Looking more broadly at NOVA, Johnson said the expansion will bring more people into their ecosystem, particularly when FM isn't one of the channels.
“Proportionally, we will have a greater number of IP-connected addressable audiences that are coming in for Smooth in those three big cities, which means that from a NOVA Entertainment point of view, more understanding of what they're doing.
“Ultimately, the Smooth Player is the same as the NOVA Player - it’s the same back end but different front ends - so when you create your Smooth account, you effectively create a NOVA Entertainment account, and that allows us to understand those audiences a bit better and create a bigger addressable inventory pool for advertisers on digital.
“It's a great way to build our connected audience, because it's a product that we know people are already leaning into in terms of listening over a connected device. More customers coming in that route is a great thing for us.”
Johnson said that building that national audience base across the five capital cities will occupy NOVA’s focus for the rest of 2022 and all of 2023, but a further expansion in the future isn’t off the cards.

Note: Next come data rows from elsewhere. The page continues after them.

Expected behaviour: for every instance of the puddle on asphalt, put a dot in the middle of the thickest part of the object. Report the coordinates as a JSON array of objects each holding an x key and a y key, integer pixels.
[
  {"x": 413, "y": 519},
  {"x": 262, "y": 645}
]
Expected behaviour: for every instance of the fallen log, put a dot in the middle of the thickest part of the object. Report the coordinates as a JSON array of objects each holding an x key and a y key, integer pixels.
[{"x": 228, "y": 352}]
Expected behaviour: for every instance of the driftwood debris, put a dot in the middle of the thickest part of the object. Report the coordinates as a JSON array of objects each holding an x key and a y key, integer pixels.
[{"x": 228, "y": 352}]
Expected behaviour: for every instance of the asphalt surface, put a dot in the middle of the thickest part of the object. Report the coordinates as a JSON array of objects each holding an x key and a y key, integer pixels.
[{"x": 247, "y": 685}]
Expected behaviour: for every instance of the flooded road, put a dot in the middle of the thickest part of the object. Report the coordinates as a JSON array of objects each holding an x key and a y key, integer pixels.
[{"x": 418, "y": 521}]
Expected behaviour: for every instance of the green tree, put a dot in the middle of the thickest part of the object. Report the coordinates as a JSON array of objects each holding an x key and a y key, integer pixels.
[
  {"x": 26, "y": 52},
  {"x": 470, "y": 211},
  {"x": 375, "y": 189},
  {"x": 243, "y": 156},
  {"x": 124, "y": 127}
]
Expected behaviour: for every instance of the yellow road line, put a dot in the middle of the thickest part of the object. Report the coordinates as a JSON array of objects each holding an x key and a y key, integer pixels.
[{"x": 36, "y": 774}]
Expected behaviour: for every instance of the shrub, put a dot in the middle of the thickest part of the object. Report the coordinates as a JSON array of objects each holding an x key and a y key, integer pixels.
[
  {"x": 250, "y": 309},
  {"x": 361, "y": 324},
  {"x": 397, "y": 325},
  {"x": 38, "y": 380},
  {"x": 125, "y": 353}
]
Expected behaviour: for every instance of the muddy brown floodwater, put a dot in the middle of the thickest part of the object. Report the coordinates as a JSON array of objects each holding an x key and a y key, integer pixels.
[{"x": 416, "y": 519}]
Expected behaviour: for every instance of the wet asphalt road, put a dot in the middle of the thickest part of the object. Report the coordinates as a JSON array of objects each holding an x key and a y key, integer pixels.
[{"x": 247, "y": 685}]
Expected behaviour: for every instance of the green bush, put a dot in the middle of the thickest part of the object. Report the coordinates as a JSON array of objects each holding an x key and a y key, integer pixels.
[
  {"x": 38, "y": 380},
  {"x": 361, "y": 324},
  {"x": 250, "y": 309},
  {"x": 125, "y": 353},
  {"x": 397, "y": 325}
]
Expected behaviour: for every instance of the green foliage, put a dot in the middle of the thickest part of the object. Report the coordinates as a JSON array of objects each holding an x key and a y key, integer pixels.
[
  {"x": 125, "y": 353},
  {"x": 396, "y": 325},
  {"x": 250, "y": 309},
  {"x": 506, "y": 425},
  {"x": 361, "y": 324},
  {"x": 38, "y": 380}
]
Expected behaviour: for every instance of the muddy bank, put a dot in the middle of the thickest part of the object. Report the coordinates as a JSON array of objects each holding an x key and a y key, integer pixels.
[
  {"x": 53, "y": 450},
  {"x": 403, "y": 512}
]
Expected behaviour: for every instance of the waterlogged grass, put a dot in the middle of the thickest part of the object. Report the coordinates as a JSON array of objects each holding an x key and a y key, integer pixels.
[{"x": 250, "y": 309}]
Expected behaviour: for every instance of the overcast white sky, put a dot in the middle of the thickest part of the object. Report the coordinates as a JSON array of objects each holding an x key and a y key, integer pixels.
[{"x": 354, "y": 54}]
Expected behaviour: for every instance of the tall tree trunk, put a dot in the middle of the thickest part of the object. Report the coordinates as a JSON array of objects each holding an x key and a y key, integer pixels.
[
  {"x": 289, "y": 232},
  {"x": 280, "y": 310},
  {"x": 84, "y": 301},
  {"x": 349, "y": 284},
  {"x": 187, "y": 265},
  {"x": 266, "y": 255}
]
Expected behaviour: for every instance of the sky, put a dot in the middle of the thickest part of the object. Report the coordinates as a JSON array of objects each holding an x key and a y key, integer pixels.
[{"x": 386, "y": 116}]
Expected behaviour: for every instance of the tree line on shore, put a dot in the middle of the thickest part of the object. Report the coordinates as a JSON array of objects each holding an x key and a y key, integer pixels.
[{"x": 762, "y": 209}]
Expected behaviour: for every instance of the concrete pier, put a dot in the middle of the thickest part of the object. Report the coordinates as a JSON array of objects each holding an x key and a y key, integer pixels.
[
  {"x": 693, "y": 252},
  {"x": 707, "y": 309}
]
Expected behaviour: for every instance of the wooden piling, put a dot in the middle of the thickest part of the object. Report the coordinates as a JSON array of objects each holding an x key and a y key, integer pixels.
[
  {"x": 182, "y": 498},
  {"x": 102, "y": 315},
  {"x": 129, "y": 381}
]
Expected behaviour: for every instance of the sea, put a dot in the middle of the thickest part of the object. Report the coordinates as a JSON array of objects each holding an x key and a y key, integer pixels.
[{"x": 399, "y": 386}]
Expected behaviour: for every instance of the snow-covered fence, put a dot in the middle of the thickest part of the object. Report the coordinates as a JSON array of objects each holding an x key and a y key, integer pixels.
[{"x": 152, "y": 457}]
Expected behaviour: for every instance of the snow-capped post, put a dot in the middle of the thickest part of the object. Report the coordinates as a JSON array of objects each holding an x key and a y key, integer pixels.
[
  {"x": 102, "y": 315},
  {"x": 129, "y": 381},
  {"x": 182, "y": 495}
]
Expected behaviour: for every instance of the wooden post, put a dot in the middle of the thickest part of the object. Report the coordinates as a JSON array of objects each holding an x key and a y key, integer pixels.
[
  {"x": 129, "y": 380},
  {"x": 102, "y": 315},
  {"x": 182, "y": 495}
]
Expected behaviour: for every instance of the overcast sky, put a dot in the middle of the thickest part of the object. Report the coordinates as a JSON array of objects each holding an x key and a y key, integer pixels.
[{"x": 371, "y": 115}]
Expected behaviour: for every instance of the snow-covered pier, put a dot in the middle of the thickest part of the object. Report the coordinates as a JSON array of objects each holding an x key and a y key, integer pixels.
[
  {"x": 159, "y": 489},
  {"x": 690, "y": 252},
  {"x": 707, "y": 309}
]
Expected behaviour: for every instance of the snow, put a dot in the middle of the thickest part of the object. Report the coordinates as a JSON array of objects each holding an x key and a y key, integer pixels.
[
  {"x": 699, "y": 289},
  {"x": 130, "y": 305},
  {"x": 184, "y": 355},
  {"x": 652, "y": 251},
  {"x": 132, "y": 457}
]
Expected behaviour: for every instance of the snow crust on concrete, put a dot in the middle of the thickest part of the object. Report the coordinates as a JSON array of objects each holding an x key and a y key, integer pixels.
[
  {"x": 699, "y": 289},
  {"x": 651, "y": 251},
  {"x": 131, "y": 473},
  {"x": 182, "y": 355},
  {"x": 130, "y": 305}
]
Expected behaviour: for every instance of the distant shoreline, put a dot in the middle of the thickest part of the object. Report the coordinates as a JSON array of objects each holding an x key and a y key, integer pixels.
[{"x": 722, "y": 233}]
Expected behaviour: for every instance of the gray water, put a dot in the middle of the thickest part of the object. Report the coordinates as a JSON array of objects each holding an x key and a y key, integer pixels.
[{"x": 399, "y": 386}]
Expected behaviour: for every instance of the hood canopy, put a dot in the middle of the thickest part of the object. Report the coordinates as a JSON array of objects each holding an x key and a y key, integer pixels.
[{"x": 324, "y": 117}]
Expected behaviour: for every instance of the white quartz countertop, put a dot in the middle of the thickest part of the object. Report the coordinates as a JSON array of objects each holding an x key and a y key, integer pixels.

“What I will say is that we are hoping to prove the model here of ‘you don't need a radio to have a radio station’. Therefore, there is an argument that even if you don't have a DAB spectrum in Canberra, Newcastle, Hobart, Geelong, wherever that may be - if the brand is right and the product is right, people will find it.
“If we can prove that model here - that even without an FM signal we can find an audience - then at that point, the sky's the limit.”